Roads and rail, power and ports have been crippled across much of the northeast of Japan — the world’s largest buyer of corn — and estimates of the cost of the disasters have leapt to as much as $170 billion, triggering a warning from analysts that the country’s fragile economy could return to recession.
The central bank pumped emergency cash into the financial system, while Japanese stocks staged a 6-percent fall, their steepest since the height of the global financial crisis in 2008. <FRX/>
A surge in the yen, possibly from Japanese firms repatriating funds to cover the cost of damage to plants and factories, sent the nation’s currency to its highest since mid-November earlier in the day, driving the dollar down and gold up for a second day.
Spot gold, which has risen by 1 percent this month, was last up 0.6 percent at $1,425.70 an ounce, just 1.7 percent off last week’s record high of $1,444.40, while the premium for bullion bars in Tokyo touched one-month highs.
“Some investors expect some of the Japanese insurance companies to start selling their dollar assets to raise money. Perhaps gold could be boosted as an alternative currency itself,” said Ong Yi Ling, investment analyst at Phillip Futures in Singapore.
The price of platinum fell by more than 1 percent to hit its lowest since mid-January, below $1,740 an ounce, under pressure from prospects of lower demand from the car industry.,
In base metals, three-month copper on the London Metal Exchange reversed early losses of about 1 percent to trade at $9,210 a tonne, up 0.2 percent.
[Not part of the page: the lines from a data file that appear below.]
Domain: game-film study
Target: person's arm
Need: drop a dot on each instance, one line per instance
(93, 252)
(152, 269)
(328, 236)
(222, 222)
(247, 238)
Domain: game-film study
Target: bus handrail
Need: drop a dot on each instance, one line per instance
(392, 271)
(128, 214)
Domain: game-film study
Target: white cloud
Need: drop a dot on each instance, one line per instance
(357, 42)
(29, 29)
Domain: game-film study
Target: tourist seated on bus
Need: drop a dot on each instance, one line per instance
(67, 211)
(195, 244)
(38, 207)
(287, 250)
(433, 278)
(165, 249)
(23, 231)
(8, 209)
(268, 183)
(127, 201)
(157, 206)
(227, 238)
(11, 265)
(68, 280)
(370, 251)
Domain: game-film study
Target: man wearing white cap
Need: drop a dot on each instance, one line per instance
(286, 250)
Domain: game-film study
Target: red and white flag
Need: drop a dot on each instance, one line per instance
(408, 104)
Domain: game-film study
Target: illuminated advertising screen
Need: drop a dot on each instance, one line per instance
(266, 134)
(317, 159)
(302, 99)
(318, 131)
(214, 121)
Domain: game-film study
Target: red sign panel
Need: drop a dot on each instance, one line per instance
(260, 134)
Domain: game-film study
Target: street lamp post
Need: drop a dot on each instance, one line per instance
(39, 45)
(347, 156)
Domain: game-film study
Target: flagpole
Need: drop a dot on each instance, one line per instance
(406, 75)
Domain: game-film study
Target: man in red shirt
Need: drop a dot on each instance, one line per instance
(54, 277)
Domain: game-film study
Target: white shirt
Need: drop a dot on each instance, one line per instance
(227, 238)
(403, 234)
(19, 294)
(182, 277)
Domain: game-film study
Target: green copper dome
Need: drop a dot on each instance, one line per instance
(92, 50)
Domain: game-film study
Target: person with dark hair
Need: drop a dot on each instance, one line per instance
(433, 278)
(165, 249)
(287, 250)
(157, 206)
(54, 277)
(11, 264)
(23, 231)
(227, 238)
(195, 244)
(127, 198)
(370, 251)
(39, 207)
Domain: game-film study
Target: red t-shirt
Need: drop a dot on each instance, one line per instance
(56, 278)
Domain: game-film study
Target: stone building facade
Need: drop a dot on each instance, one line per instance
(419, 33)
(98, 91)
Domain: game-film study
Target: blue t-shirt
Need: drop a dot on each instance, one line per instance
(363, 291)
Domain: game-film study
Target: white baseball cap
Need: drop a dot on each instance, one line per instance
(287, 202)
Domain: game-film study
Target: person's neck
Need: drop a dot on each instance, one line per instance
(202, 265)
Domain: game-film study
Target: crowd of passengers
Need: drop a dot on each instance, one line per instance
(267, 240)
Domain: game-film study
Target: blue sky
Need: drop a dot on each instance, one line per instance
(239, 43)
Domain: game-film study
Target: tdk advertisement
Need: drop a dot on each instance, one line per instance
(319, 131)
“(Copper is) taking direction very much from events in the Middle East, the oil price and also what has been happening in Japan,” said Gayle Berry, analyst at Barclays Capital.
In agricultural commodities, U.S. corn and soy futures fell after the disaster in Japan exacerbated the bearish mood in grain markets. CBOT corn futures fell 0.1 percent to $6.63-1/2 a bushel, while soy futures fell 1 percent to $13.22-1/4 a bushel.
Tokyo and all ports south of Japan’s capital were operating normally, while the rest were being assessed for damage, industry sources said Monday.
But at least six Japanese seaports handling international trade sustained major damage, including Hachinohe, Sendai, Ishinomaki and Onahama, and will be out of action for some time.